I think I’m beginning to see a pattern here.
It is also possible that the more intelligent populations are, on average, the more they value achievement. It certainly seems to work that way with individuals and families.
Or there may not be. What cannot be in dispute by any honest person, though, is that there are vast differences in behavior, and one style of behavior leads to an environment where learning can take place, while most others do not.
While I would very much doubt that behavior is genetic, all babies are born savages, it does correlate closely with ethnicity. What needs to be done is to enforce strict standards of behavior on the students (and some of the teachers, for that matter).
Those who disrupt should be expelled, permanently, and placed in a school that specializes in that type of child. If they are too disruptive there, well build more prisons.
Sad, but true. And coming to a country near us!
Unfortunately, our recent “compassionate conservative” president was a prime offender of this claptrap.

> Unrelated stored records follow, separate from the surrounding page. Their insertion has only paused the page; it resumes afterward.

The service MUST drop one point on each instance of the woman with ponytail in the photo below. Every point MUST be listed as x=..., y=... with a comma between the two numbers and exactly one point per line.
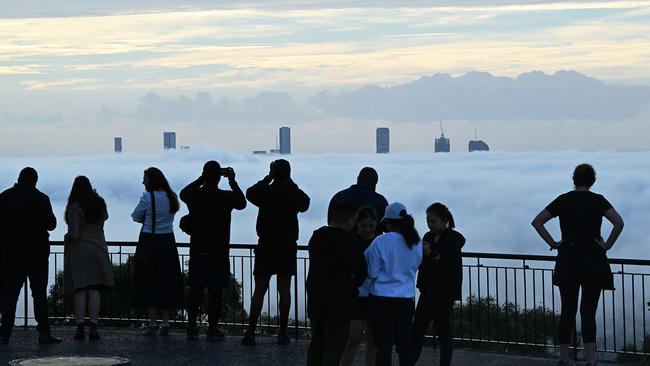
x=440, y=280
x=393, y=260
x=157, y=280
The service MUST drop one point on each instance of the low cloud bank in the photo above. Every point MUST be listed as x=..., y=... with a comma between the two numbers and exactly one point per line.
x=493, y=196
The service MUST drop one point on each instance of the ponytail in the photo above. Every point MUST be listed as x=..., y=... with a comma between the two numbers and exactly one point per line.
x=443, y=212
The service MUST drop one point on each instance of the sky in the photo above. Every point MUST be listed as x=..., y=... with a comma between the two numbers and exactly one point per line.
x=228, y=74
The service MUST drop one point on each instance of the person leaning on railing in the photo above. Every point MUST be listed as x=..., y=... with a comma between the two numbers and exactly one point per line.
x=581, y=260
x=157, y=280
x=279, y=200
x=25, y=218
x=440, y=280
x=393, y=260
x=209, y=229
x=87, y=265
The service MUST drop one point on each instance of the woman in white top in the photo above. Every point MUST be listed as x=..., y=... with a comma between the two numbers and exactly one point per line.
x=393, y=260
x=157, y=280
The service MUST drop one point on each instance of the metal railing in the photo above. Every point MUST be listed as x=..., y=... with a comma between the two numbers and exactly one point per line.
x=508, y=299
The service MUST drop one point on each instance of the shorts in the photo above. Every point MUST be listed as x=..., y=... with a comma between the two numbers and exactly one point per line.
x=269, y=261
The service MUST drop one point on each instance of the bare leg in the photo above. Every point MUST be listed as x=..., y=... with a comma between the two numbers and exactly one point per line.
x=79, y=301
x=94, y=304
x=153, y=312
x=354, y=339
x=564, y=352
x=284, y=289
x=261, y=286
x=371, y=348
x=590, y=352
x=165, y=316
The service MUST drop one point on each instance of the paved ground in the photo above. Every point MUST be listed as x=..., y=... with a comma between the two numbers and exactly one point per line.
x=175, y=350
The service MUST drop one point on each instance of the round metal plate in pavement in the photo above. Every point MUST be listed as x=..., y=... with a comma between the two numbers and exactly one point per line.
x=71, y=361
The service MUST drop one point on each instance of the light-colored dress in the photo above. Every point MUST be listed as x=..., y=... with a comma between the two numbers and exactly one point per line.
x=86, y=259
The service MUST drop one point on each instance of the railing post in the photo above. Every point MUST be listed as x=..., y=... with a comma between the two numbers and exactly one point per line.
x=25, y=304
x=575, y=341
x=295, y=303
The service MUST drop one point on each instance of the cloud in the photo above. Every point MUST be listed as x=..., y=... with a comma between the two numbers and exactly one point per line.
x=267, y=106
x=493, y=196
x=476, y=96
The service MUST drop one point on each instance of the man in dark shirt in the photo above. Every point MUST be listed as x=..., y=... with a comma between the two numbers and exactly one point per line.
x=210, y=216
x=362, y=194
x=337, y=267
x=25, y=218
x=279, y=200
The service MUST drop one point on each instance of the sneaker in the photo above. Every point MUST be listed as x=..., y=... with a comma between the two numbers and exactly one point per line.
x=214, y=334
x=283, y=339
x=47, y=338
x=93, y=335
x=248, y=340
x=80, y=333
x=164, y=331
x=192, y=333
x=150, y=331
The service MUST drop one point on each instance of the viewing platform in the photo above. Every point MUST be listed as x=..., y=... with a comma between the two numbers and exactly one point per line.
x=508, y=316
x=175, y=350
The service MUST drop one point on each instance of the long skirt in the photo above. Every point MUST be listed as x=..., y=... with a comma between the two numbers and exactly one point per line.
x=157, y=279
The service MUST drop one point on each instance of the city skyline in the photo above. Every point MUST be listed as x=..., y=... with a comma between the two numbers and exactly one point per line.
x=329, y=70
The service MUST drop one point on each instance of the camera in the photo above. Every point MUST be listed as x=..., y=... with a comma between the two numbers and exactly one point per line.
x=226, y=171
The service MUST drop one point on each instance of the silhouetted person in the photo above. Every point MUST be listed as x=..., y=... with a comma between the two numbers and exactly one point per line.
x=279, y=200
x=157, y=281
x=393, y=260
x=210, y=216
x=581, y=260
x=362, y=194
x=336, y=268
x=87, y=264
x=440, y=280
x=366, y=228
x=25, y=218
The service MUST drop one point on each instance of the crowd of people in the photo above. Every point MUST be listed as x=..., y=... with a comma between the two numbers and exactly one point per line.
x=365, y=264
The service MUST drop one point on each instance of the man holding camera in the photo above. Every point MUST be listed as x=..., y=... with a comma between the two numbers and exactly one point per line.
x=279, y=200
x=208, y=225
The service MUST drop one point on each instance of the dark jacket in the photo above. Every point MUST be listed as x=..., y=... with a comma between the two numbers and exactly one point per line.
x=279, y=204
x=210, y=209
x=337, y=268
x=25, y=218
x=360, y=196
x=442, y=278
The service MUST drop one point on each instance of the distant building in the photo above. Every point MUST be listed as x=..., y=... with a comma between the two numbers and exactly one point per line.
x=285, y=140
x=117, y=144
x=442, y=143
x=477, y=145
x=383, y=140
x=169, y=140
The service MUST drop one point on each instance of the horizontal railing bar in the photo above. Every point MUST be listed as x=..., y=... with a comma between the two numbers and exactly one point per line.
x=528, y=257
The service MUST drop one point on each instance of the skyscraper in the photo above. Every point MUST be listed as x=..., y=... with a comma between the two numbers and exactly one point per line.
x=117, y=143
x=169, y=140
x=285, y=140
x=383, y=140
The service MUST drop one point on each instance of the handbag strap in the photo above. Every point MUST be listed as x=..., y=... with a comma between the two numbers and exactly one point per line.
x=153, y=212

No money or power to be derived from “addressing” the gap in achievement between whites and Jews/Asians.
Also, in the realm of mortgage approvals, there is an analogous gap in acceptance there as well, but it isn’t pursued because no power can be derived from exploiting it.
There should be a fairly easy way to “factor out” the genetic factor by examining the achievement of black kids raised in a “white” culturally based family.
There should be enough examples of this to make a significant dataset to compare to the black population raised in black culturally based families.
Has this study been done?
But see, IMO, it doesn’t matter. Maybe the gap can be closed, maybe not. I’m not black so my ego isn’t involved. I don’t really care. I’m smarter than some; not so smart as others, and that includes some blacks I have known. We are all the same that way.
But the levels of ALL students will be raised in a proper learning environment. Isn’t that, or at least shouldn’t it be, the proper goal of our schools? To educate each student to the best of his ability to learn?
It is IMO.
That’s why we homeschool.
Each child is taught at their individual level of ability in individual subjects, whether or not that ability is the same across all subjects.
Have you noticed that we are constantly exhorted to “celebrate our differences.” Except when it comes to academic outcomes.
I don’t have a problem acknowledging group differences in intelligence and abilities. AFAIK, the only controversy is what causes them, and I actually don’t think the topic is all that controversial among people who work in the field.